Network interception (MITM)
XSalsa20-Poly1305 is an authenticated cipher. Any modification to the ciphertext causes decryption to fail with DecryptionFailedError. The attacker cannot modify messages silently.
Key compromise revealing past messages
Message keys are deleted immediately after use (forward secrecy). An attacker who obtains today's ratchet state cannot decrypt past messages.
Key compromise revealing future messages
The DH ratchet generates new key material on every direction change. After the next DH step, the attacker loses access — they cannot decrypt future messages.
Weak randomness
All nonces and key pairs are generated by libsodium's randombytes_buf(), which uses the OS CSPRNG (getrandom on Linux, SecRandomCopyBytes on Apple).
Ciphertext malleability
Poly1305 MAC is computed over the entire ciphertext. Any bit flip is detected.
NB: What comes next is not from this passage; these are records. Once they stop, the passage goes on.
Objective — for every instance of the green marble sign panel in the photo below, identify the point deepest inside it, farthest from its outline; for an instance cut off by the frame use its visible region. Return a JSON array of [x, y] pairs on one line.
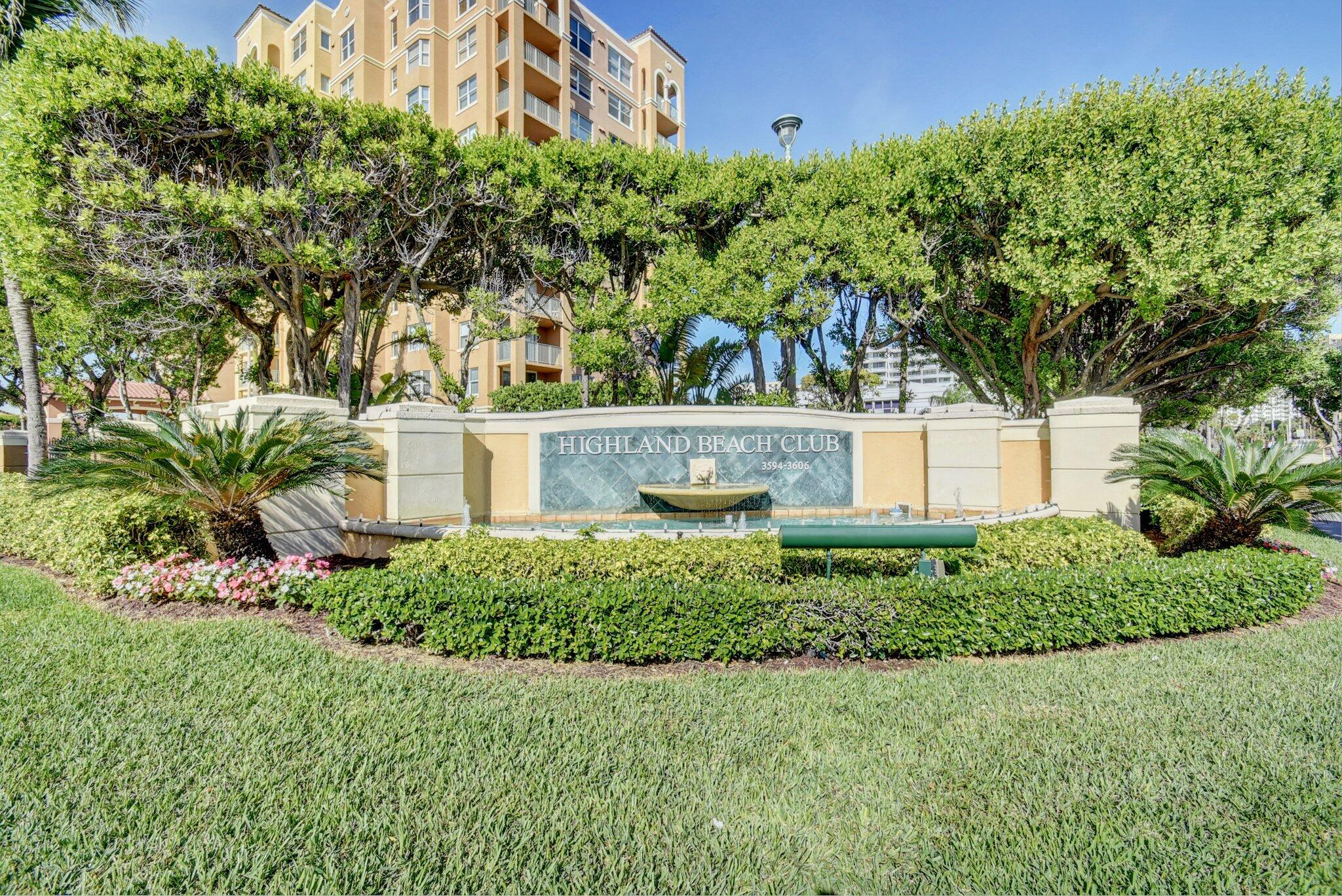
[[602, 468]]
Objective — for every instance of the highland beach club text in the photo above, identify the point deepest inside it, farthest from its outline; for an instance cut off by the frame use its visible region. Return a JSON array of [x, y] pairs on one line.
[[752, 444]]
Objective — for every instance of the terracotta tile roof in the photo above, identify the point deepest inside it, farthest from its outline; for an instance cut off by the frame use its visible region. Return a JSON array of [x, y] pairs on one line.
[[261, 7], [666, 43]]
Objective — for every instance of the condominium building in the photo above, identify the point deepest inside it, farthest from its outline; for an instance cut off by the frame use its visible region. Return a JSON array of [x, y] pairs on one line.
[[543, 69], [928, 380]]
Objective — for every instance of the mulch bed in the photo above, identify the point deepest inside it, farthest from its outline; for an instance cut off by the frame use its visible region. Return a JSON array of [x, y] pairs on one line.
[[315, 627]]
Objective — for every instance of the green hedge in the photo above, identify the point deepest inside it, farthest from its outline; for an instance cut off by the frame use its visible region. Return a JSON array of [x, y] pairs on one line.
[[1033, 544], [650, 620], [93, 534]]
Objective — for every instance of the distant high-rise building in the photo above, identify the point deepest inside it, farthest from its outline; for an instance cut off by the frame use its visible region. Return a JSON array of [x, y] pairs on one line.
[[541, 69], [928, 380]]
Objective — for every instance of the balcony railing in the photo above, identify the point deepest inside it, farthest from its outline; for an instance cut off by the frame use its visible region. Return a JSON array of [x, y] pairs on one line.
[[545, 306], [537, 10], [543, 353], [543, 61], [668, 109], [540, 109]]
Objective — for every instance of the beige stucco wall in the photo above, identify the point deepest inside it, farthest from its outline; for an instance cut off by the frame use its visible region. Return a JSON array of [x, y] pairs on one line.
[[497, 474], [894, 468], [14, 451], [1027, 475]]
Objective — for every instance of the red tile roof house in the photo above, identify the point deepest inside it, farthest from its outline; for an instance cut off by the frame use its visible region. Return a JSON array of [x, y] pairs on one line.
[[143, 398]]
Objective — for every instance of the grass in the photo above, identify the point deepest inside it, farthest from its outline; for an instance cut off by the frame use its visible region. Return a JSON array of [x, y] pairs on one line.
[[1326, 549], [235, 755]]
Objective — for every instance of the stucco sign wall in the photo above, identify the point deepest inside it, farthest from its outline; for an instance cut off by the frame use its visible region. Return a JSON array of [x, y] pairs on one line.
[[591, 470]]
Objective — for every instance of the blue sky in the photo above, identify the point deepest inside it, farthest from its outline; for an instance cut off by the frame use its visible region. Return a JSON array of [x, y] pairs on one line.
[[859, 69]]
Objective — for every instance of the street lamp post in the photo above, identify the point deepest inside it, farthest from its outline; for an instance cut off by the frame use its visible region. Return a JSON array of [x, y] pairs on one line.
[[787, 128]]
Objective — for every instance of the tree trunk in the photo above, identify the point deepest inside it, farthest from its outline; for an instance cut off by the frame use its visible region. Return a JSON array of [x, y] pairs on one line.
[[761, 380], [904, 376], [1221, 533], [240, 536], [20, 316], [790, 365], [348, 337]]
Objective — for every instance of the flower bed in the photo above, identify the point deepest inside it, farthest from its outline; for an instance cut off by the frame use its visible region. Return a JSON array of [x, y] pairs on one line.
[[256, 582]]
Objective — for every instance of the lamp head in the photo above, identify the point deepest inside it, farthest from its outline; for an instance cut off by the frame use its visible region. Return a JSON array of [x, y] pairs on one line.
[[787, 128]]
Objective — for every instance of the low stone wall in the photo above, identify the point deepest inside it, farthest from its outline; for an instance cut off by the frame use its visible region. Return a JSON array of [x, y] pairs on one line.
[[585, 466]]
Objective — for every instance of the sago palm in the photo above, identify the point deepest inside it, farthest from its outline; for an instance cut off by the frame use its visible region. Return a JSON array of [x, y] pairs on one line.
[[225, 468], [1244, 486], [19, 16]]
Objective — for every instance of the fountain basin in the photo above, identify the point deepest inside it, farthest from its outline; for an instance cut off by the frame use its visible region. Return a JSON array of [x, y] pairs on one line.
[[713, 496]]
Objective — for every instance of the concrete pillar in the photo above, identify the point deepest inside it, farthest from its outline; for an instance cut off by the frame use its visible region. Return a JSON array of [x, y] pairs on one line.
[[426, 460], [302, 522], [14, 451], [1083, 435], [964, 453]]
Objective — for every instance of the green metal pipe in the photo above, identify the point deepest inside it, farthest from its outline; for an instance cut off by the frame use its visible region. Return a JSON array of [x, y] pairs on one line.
[[832, 537]]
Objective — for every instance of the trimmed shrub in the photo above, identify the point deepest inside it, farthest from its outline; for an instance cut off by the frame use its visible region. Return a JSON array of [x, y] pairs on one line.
[[647, 620], [1178, 518], [1032, 544], [93, 534]]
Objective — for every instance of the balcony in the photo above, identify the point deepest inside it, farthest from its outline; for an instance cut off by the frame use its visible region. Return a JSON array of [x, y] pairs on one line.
[[543, 353], [543, 306], [541, 61], [541, 110], [537, 10]]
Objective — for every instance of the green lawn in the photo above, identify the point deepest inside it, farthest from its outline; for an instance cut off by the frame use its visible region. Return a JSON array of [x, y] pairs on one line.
[[240, 757]]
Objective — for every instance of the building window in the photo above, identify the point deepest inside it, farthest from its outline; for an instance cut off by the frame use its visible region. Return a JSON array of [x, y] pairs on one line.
[[466, 93], [416, 55], [416, 98], [580, 82], [419, 336], [621, 69], [580, 37], [580, 126], [466, 46], [622, 112]]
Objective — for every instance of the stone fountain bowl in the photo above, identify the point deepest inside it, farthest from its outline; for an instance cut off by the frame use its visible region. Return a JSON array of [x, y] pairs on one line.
[[702, 496]]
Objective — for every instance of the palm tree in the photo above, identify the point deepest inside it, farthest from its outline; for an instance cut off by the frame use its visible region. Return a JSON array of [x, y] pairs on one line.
[[16, 19], [691, 373], [1244, 486], [223, 468]]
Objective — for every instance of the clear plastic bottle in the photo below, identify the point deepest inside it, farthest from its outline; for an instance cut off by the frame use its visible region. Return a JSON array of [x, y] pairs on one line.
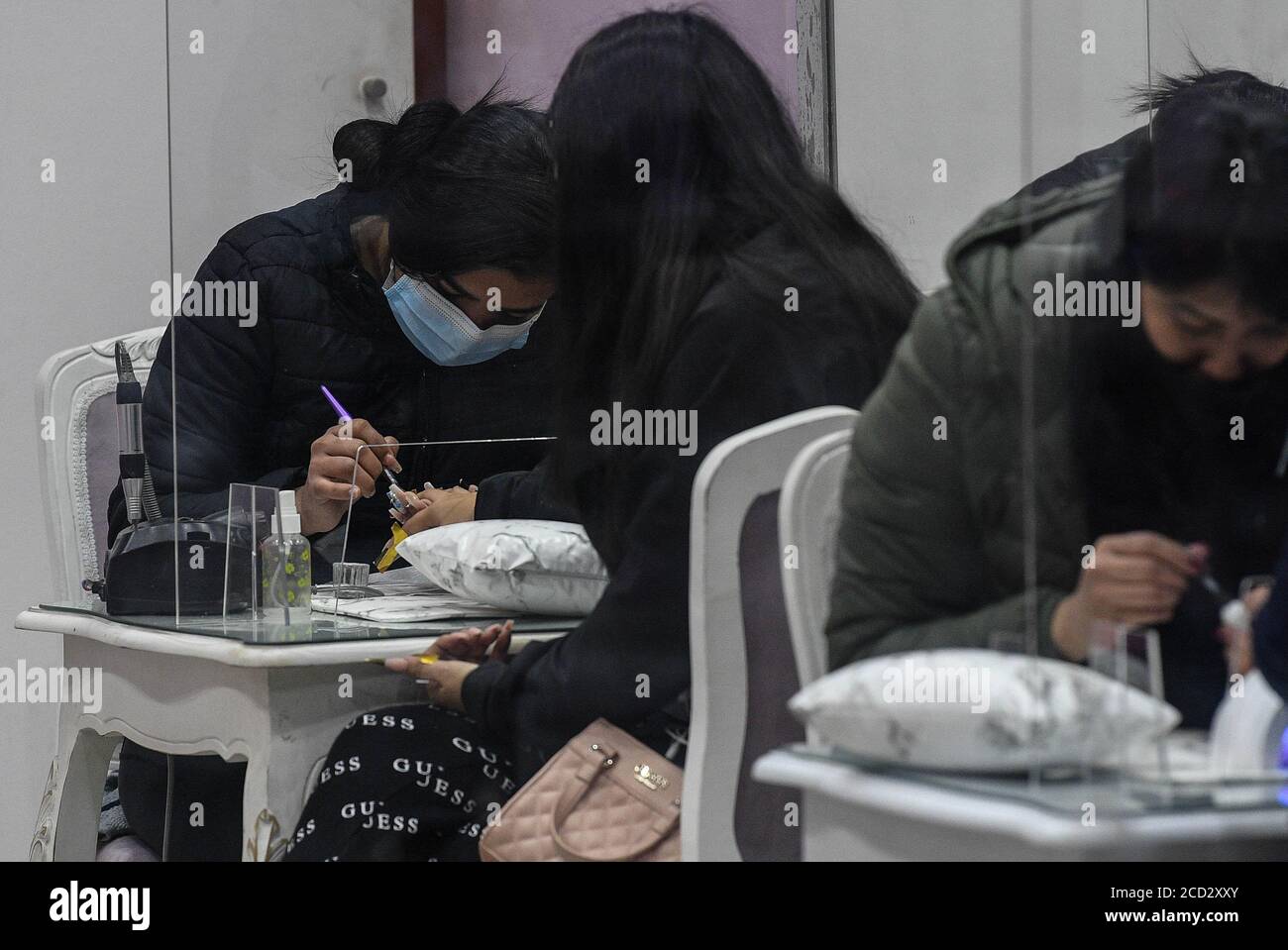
[[286, 566]]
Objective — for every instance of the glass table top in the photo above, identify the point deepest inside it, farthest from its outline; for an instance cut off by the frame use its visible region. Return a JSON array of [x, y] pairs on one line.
[[1177, 781], [318, 628]]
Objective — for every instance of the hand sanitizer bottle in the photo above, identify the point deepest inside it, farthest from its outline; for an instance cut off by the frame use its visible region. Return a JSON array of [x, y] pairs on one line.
[[286, 568]]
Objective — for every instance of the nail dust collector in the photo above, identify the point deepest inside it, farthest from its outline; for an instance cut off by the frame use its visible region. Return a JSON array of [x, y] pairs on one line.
[[155, 559]]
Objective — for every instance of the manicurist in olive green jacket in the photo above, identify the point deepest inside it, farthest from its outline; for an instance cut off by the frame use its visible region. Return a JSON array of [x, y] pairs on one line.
[[932, 541]]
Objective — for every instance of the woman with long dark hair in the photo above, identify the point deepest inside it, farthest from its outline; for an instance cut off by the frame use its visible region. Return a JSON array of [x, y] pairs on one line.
[[377, 288], [711, 273]]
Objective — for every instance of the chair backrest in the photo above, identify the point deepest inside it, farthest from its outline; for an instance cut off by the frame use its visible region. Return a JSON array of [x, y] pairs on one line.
[[78, 443], [741, 650], [809, 512]]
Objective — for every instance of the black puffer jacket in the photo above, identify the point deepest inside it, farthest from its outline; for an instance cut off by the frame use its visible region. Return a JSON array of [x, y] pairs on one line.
[[248, 398]]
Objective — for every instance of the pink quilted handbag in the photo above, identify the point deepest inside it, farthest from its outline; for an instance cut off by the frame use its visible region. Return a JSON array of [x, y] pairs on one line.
[[604, 797]]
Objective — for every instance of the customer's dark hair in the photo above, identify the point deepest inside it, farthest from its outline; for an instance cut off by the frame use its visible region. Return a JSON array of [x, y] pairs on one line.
[[1232, 85], [1207, 198], [675, 90], [464, 189]]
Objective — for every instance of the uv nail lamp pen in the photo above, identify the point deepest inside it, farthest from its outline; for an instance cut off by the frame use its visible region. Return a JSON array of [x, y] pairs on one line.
[[394, 493]]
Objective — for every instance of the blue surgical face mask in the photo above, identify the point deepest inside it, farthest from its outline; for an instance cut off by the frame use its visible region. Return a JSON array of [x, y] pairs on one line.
[[442, 331]]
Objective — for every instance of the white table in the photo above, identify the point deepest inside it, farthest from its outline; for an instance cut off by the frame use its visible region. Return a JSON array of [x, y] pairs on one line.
[[850, 815], [275, 707]]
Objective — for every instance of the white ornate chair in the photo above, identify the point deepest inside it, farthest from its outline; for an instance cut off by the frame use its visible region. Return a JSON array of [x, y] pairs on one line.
[[76, 409], [76, 415], [742, 658], [809, 514]]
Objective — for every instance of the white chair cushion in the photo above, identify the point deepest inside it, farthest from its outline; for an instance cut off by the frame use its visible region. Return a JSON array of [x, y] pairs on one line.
[[527, 567], [979, 710]]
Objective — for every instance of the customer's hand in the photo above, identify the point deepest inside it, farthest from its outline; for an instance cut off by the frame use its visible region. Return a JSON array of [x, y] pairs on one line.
[[1137, 580], [473, 644], [323, 498], [454, 657], [1237, 640], [443, 679], [442, 506]]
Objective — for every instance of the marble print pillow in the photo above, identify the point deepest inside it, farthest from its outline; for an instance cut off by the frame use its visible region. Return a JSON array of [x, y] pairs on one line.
[[979, 710], [526, 567]]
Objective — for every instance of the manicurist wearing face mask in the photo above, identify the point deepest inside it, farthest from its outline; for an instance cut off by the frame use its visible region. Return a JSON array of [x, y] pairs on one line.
[[417, 293], [1157, 413]]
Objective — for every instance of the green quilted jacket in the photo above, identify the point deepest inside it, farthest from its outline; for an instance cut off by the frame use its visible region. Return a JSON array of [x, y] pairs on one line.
[[931, 544]]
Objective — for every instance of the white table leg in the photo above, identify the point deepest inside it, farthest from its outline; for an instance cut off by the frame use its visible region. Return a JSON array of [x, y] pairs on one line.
[[67, 819]]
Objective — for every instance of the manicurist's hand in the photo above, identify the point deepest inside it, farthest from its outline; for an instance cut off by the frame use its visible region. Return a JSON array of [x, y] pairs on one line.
[[1137, 580], [442, 506], [325, 495]]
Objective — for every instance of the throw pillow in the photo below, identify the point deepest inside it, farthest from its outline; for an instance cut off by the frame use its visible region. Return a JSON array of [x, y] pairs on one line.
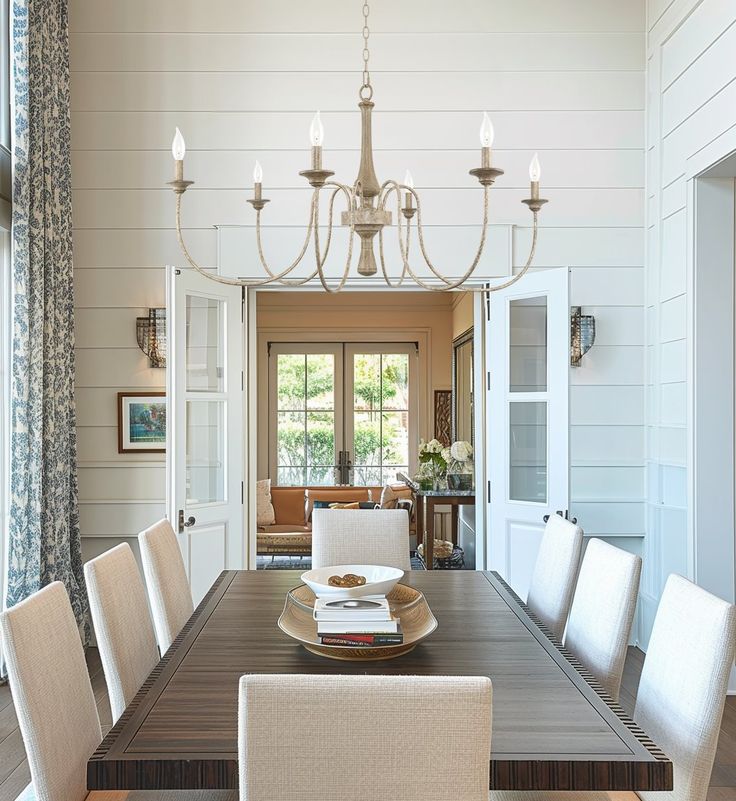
[[389, 498], [265, 513]]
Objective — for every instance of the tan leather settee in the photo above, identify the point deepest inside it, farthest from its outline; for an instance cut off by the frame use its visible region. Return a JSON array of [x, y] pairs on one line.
[[292, 532]]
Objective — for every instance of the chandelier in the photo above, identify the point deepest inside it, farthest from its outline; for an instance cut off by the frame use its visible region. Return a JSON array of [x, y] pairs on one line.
[[366, 212]]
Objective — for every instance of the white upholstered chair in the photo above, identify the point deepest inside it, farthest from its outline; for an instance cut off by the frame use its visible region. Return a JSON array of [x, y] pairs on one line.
[[52, 693], [123, 626], [599, 624], [166, 580], [55, 705], [684, 683], [345, 735], [553, 580], [681, 693], [360, 536]]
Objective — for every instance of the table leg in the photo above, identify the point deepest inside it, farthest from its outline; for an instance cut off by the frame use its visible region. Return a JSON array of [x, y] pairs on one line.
[[429, 535], [454, 513], [419, 501]]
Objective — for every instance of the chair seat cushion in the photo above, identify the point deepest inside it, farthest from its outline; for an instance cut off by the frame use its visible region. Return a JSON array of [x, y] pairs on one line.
[[559, 795]]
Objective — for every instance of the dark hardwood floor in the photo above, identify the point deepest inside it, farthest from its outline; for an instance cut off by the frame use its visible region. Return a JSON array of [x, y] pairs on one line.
[[14, 775]]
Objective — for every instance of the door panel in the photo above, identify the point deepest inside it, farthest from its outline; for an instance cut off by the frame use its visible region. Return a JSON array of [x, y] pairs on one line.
[[205, 459], [528, 350]]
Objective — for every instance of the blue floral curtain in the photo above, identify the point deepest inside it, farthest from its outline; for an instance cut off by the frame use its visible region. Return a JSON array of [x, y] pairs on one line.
[[44, 542]]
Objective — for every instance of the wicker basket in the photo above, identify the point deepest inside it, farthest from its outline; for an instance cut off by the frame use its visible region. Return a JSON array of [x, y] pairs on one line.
[[456, 561]]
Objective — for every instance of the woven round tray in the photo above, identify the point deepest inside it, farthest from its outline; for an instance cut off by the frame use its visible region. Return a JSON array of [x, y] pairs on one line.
[[406, 603]]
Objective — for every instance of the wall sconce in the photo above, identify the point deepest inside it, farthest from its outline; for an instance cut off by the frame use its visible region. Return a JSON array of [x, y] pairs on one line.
[[582, 334], [151, 335]]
The cipher is not malleable.
Limitations
⚠ These are real limitations, not disclaimers
⚠ Compromised endpoint
If Alice's device has malware, the attacker reads plaintext before encryption and after decryption. End-to-end encryption cannot protect against a compromised endpoint — this is true of Signal, WhatsApp, and every other E2E system.
⚠ Metadata analysis
The server can see who is talking to whom, when, and how frequently — just not what they're saying. If you need metadata protection, you need an onion routing layer (Tor) in addition to Encra.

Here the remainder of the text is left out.